Seen at home (DVD), London, Monday 27 July 2020.

Criterion Sunday 223: Maîtresse (1973)

I think there are some interesting things going on in this film, primarily in the way in which power dynamics are worked out, but behind it all there’s a very familiar, very masculine 1970s French way of looking at the world which reminds me a lot of Godard and his fellow travellers. Essentially, it’s about a semi-criminal young man (Gérard Depardieu) who finds himself drawn into the world of a professional dominatrix (Bulle Ogier). He has no money and comes to rely on her, while she makes her money by dominating submissive men, but he finds himself needing to express his own dominance in their power relationship. In some sense, he is enacting familiar patriarchal pattern of behaviour; I’m just not sure that the film is interested in exploring both their subjectivities, so much as wanting to find some compromise whereby she becomes more submissive to his will. That said, there’s a lot of interesting interplay between the two, and I at least don’t get the feeling that her sex work itself is being criticised. Ultimately, it feels very much like a period piece.

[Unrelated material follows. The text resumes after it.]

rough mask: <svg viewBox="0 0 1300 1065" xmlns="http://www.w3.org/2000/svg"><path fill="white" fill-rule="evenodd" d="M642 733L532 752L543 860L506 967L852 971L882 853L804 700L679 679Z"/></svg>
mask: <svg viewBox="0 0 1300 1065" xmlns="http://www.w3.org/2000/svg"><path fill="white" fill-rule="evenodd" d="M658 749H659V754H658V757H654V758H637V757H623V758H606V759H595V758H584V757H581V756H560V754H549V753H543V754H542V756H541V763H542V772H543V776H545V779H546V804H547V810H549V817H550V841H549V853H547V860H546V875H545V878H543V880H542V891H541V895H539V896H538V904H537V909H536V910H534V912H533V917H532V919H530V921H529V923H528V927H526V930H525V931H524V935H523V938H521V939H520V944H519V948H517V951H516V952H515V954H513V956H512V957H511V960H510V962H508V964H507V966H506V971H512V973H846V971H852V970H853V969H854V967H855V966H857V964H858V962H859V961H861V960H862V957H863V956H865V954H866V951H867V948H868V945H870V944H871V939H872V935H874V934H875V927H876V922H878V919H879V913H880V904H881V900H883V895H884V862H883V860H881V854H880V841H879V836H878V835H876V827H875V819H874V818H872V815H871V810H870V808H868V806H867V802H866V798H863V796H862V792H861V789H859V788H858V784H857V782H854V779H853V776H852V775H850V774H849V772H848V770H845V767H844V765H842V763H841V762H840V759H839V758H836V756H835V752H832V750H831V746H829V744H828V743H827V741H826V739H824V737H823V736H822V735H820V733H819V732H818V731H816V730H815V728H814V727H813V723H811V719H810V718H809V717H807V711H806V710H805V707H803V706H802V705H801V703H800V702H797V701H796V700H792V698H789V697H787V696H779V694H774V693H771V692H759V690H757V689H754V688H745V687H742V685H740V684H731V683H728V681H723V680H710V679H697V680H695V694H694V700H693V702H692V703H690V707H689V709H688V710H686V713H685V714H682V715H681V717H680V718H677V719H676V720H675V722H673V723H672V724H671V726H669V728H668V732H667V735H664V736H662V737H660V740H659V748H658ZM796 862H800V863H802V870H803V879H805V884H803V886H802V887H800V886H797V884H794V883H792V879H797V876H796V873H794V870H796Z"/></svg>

FILM REVIEW: Criterion Collection
Director Barbet Schroeder; Writers Schroeder and Paul Voujargol; Cinematographer Néstor Almendros; Starring Bulle Ogier, Gérard Depardieu; Length 112 minutes.

Seen at a friend’s home (DVD), London, Monday 20 August 2018.

Criterion Sunday 153: Général Idi Amin Dada: Autoportrait (General Idi Amin Dada: A Self-Portrait, 1974)

An odd documentary, with a double focus. On the one hand this is the Ugandan dictator’s film, as he gives directions to the camera and stages scenes, rambles on about his political philosophy and shows all the strings to his bow — political speechmaker, military commander (in a particularly underwhelming run-through of a prospective attack on Israel), tour guide to the African wildlife, and even accordion player. The other side of the film is Barbet Schroeder’s inserts, a pre-credits sequence of mass killings, a mention during a particular grumpy meeting that Amin holds with the foreign ministry that the minister was found dead a few weeks later, questions about his views on Hitler after producing a letter sent to the IOC following Munich. It’s chilling in its way, this genial fool and the damage and death he caused, but always relevant.


FILM REVIEW: Criterion Collection
Director/Writer Barbet Schroeder; Cinematographer Néstor Almendros; Length 90 minutes.

Seen at a friend’s home (DVD), London, Sunday 16 April 2017.